2 caps, 1 chip, and a pot. There are other simple boost circuits out there using discrete transistors, but they use a few more parts (not that much necessarily; but this thing is dead simple).


----------



## mhammer (Nov 30, 2007)

It looks like it's probably a clone/derivative of the Dynacomp. Were it not a mini-pedal, I might have some modding advice. But it's likely using surface-mount components, which complicates mods substantially. First, you need a fine tip iron. Second, one risks sweating components out of place with too much heat. Third, boards using surface-mount to cram everything into mini enclosures often use double-sided boards. This often makes it very difficult to identify paths and key components. Fourth, if you can actually ready the values of the resistors, even with a magnifying glass, you're a better man than I. 

While not a cakewalk, having a schematic and a component-layout diagram would make things much easier and feasible. But I wouldn't touch it if I were you. Make or buy a clean booster instead. I think things will work out better for you that way.

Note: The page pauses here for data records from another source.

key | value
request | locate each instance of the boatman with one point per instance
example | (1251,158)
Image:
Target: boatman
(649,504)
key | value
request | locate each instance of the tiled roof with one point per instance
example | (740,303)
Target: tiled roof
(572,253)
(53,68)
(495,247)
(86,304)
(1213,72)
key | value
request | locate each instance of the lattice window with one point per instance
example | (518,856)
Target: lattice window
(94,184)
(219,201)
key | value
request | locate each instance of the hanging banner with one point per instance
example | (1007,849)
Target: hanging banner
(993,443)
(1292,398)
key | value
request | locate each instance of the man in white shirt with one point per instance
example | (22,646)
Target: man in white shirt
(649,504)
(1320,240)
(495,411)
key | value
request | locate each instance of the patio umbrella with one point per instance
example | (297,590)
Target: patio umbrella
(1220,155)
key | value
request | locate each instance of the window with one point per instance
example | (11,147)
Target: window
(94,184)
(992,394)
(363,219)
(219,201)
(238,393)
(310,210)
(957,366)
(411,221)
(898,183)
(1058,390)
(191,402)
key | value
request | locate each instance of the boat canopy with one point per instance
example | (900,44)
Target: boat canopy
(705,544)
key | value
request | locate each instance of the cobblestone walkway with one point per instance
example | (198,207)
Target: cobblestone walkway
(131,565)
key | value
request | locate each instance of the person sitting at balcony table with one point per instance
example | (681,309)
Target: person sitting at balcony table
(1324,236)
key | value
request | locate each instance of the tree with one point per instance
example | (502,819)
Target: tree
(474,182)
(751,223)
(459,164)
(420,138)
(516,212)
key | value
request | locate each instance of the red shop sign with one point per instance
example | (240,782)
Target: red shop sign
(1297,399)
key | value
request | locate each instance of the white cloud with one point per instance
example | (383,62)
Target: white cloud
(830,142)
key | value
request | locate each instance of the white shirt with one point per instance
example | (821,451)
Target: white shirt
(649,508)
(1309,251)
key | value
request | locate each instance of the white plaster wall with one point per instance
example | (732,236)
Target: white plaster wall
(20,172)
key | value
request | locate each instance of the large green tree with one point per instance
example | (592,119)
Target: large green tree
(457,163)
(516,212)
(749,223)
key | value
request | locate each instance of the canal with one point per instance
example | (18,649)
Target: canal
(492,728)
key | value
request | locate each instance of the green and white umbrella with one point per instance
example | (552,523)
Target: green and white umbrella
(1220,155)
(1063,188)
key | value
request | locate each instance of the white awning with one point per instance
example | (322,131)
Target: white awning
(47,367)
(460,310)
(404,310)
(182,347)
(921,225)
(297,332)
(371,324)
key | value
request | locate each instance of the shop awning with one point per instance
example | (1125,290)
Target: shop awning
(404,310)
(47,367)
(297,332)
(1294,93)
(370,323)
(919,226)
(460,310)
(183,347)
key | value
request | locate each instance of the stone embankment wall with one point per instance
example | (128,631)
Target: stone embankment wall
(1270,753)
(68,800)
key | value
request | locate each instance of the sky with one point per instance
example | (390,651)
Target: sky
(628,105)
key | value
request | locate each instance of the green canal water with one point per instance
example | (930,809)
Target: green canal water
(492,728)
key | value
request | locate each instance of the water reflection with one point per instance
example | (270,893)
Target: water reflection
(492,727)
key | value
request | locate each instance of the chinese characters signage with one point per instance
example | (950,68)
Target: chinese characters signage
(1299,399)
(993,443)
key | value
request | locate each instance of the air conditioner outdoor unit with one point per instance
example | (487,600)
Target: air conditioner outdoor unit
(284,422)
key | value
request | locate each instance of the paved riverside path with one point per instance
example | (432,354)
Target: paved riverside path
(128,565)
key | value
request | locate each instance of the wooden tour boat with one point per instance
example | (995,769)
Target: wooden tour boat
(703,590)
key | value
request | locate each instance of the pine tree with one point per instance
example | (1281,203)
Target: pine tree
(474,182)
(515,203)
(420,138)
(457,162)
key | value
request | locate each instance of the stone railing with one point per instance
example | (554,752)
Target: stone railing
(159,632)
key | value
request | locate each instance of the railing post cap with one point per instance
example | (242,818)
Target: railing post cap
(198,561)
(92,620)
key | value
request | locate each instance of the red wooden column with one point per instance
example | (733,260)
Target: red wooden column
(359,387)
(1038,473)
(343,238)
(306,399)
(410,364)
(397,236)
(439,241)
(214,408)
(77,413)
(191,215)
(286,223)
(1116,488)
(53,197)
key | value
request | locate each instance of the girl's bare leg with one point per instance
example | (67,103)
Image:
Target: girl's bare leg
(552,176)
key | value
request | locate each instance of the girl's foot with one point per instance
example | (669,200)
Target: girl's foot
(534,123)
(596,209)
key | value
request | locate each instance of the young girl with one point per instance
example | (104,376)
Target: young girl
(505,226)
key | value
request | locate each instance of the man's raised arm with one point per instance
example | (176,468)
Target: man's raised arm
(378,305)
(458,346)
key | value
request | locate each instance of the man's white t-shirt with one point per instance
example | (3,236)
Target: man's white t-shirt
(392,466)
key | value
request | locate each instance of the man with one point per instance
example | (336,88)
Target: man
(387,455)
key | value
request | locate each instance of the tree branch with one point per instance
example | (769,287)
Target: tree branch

And, as an aside, some compressor designs provide more output level when compression is turned _up_, while others provide more potential output when compression is turned _down_. Play around with yours and see which of those it is.


----------



## TheYanChamp (Mar 6, 2009)

It has more drive when turned up but it's kinda a cheesy sounding Comp compared to the diamond I had before.

Sent from my SGH-M919V using Tapatalk


----------



## Nadasecria (Oct 19, 2018)

Hi,

This is my testing video from Kokko Compressor 






English Subititles added 


Enviado do meu iPhone usando Tapatalk


----------



## mhammer (Nov 30, 2007)

It sounds perfectly normal to me. Many compressors lose a bit of high-end as a normal part of how they work. This is why more and more compressors are including a Blend/Mix control, to bring in some of the uncompressed signal that still has all the high end.


----------